Les assurés à nouveau sous haute pression

"Réalité toute pragmatique: les assurés vont devoir faire un nouvel effort" Keystone Archive

L'association des caisses maladie annonce une hausse des primes pour l'an prochain. Une augmentation de 5 à 10% avec des extrêmes jusqu'à 20%. Pour en avoir le coeur net, les assurés devront attendre l'annonce officielle de la Confédération, en octobre prochain.

Ce contenu a été publié le 28 août 2001 - 17:30

«On assiste chaque année au même cirque», lance d'emblée le conseiller national Stéphane Rossini (PS/VS). Et Christian Chevrolet, rédacteur en chef du journal «Bon à savoir», spécialisé dans la consommation, de surenchérir: «Les caisses annoncent toujours une hausse volumineuse, et font peur à tout le monde. Cette stratégie, développée depuis l'introduction de la Lamal, en 1996, devient agaçante.»

Puiser dans les réserves

Les chiffres avancés par l'association des caisses maladie, santésuisse, ne sont que des prévisions. Les caisses maladie avaient jusqu'à fin juillet pour faire connaître leurs intentions à l'Office fédéral des assurances sociales (OFAS). Et les primes autorisées seront connues dans le courant du mois d'octobre.

Pour cette raison, d'ailleurs, le Département fédéral de l'Intérieur reste silencieux. Et son service de presse refuse de réagir avant la fixation définitive des primes.

Trop tôt pour réagir?
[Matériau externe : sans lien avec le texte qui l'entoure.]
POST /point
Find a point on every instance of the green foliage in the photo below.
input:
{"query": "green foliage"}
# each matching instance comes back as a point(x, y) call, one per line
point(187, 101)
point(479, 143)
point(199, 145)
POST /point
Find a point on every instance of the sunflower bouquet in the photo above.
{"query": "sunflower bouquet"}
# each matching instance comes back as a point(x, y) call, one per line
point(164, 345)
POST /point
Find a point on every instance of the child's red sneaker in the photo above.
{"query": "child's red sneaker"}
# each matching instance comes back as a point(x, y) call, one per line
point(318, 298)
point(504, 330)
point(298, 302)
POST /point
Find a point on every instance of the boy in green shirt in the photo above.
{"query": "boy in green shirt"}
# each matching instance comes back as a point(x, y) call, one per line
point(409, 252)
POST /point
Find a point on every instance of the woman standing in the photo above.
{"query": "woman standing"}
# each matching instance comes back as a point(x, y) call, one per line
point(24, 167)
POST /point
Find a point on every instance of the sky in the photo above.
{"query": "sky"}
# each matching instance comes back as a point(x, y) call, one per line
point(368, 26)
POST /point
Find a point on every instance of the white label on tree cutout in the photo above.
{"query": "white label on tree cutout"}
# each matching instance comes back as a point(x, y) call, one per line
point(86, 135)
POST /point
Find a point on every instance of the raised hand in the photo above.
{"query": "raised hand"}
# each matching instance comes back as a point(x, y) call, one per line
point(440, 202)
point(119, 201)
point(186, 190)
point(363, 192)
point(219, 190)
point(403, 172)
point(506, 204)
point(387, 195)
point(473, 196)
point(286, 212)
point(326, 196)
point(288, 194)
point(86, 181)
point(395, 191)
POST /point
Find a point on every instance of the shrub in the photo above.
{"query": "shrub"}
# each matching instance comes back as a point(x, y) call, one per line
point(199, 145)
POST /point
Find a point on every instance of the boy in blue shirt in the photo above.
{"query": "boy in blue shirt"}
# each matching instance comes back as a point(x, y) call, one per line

Un fait semble certain: avec l'augmentation de l'espérance de la vie et les progrès de la médecine, les coûts de la santé ne cessent d'augmenter. Et les assurés devront passer à la caisse.

«Ces dernières années, l'OFAS nous a demandé de puiser dans nos réserves, mais nous ne pouvons plus jouer là-dessus, et il faudra un réajustement au niveau des primes», résume Nicole Bulliard, porte-parole de santésuisse.

L'automne s'annonce chaud

Christian Chevrolet réfute l'argumentation des assureurs: «ces réserves, ce sont des milliards de francs accumulés. C'est abusif.» Le journaliste, lui, préconise un système de réassurance. Ainsi qu'une révision du système de compensation des risques.

Un exemple qui montre que les positions, et les mesures préconisées, sont multiples. «De toutes parts, on cherche des solutions, mais chacun met la responsabilité sur les autres, et nous tournons en rond», confirme le radical bernois Pierre Triponez. Membre de la Commission de la sécurité sociale et de la santé (CSSS) du Conseil national, il s'était opposé à l'introduction d'une loi sur l'assurance maladie.

A ce sujet, l'automne s'annonce chaud. Au mois d'octobre, quelques jours après la publication des primes 2002, le Conseil des Etats va en effet se pencher sur la révision de la loi sur l'assurance maladie.

Egalement membre de la CSSS, Stéphane Rossini se demande d'ailleurs si les estimations des assureurs n'ont pas un lien avec ce contexte politique. «De tels propos augmentent le mécontentement, explique le politicien. Et valorisent la thèse d'une rupture avec le système actuel.» Les assureurs souhaiteraient notamment augmenter la concurrence entre médecins.

Plafonner les primes à 8% du revenu

Reste une réalité toute pragmatique: les assurés vont devoir faire un nouvel effort. Et cela alors même que leur revenu réel a déjà diminué. «On le constate statistiquement: les revenus n'ont pas suivi l'inflation», confirme Christian Chevrolet.

Le monde politique est conscient de ce problème. Alors qu'une Commission du Conseil des Etats propose de plafonner les primes à 8% du revenu des ménages, d'autres voix s'élèvent pour demander des primes proportionnelles aux revenus. Mais tout cela est de la musique d'avenir.